The problem this is meant to solve is that interactive queries could take an extremely long time while a large result set was being received by the czar. This is now working, so interactive only take slightly longer (a few seconds) while a large result is being received. It did not go as smoothly as I was hoping and some of the results were not what I expected.
The original xrootd change is meant to use as few network resources as possible while throttling large results being moved from workers to the czar. The spare network resources could then be used to send out queries. This was not enough by itself. Pausing all incoming large result blocks while the jobs for a new user query are being sent to workers, and significantly reducing the size of the first result sent back by the workers for each job in a task allowed the jobs for the new user query to go out quickly.

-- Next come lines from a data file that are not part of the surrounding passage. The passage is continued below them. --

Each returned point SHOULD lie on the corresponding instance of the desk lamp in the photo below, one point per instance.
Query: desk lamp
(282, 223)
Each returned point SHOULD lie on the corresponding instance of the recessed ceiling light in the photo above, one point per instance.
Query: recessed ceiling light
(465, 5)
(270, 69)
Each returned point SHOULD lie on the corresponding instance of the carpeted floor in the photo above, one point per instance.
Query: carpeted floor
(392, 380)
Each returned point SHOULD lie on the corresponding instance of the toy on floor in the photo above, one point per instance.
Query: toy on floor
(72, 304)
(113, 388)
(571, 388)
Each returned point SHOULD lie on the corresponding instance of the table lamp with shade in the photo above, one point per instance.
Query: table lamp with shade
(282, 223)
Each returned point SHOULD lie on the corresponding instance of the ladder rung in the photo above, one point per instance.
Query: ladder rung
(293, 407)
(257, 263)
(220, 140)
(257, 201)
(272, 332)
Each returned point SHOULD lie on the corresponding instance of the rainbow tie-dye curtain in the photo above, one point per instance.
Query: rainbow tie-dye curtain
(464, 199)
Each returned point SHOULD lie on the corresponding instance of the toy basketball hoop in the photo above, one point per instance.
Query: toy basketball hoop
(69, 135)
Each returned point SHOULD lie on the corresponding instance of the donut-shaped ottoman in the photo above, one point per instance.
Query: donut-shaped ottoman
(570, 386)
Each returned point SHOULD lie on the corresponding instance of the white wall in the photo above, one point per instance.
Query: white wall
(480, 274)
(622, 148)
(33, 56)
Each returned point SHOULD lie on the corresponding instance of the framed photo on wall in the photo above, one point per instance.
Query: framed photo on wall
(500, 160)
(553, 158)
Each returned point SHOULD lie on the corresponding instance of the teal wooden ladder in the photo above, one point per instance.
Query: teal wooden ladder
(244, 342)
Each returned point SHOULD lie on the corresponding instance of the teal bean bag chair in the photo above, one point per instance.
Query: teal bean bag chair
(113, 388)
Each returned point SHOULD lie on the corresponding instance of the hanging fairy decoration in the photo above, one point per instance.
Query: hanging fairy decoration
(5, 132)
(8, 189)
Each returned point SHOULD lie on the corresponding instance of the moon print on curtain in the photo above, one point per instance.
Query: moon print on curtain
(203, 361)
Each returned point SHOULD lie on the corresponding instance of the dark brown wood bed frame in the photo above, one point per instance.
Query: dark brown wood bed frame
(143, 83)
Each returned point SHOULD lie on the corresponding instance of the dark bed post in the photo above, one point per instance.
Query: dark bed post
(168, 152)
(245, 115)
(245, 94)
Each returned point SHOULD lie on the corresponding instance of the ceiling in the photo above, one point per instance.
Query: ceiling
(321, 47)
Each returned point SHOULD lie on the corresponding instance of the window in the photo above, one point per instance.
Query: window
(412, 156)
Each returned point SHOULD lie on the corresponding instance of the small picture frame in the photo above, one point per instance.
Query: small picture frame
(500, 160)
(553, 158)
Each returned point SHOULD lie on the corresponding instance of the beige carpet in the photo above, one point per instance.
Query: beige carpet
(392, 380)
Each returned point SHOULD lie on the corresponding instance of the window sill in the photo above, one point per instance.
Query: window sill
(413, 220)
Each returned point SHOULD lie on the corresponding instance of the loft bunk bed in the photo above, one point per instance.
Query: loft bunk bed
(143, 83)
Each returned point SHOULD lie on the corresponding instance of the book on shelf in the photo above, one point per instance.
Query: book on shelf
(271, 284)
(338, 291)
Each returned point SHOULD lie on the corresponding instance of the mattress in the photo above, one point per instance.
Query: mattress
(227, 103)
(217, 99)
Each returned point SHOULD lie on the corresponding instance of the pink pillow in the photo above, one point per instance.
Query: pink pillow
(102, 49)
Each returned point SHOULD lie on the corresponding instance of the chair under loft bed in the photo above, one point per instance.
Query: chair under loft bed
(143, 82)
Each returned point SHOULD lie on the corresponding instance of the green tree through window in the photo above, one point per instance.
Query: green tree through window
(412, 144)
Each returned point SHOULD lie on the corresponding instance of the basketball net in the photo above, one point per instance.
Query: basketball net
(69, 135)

Since the code to send jobs out to the workers was single threaded and mixed with a significant amount of unrelated code, I pulled the code that sends the jobs out and ran it concurrently in a thread pool. I did expect a significant increase in speed. Instead, with a pool of 100 threads, it took about 25% longer to send the jobs out. Using 10 threads, it takes about the same amount of time as using a single thread. This is while running a single user query.
Also, using SetCBThreads(3000, 300); would cause the system to be unstable. SetCBThreads(1000, 100); appears to be fine. The default was something like 300, 0.
Aside from that, it appears to work well. Loads across the cluster remain reasonable and SELECT COUNT( * ) FROM Object; takes from 20 to 45 seconds.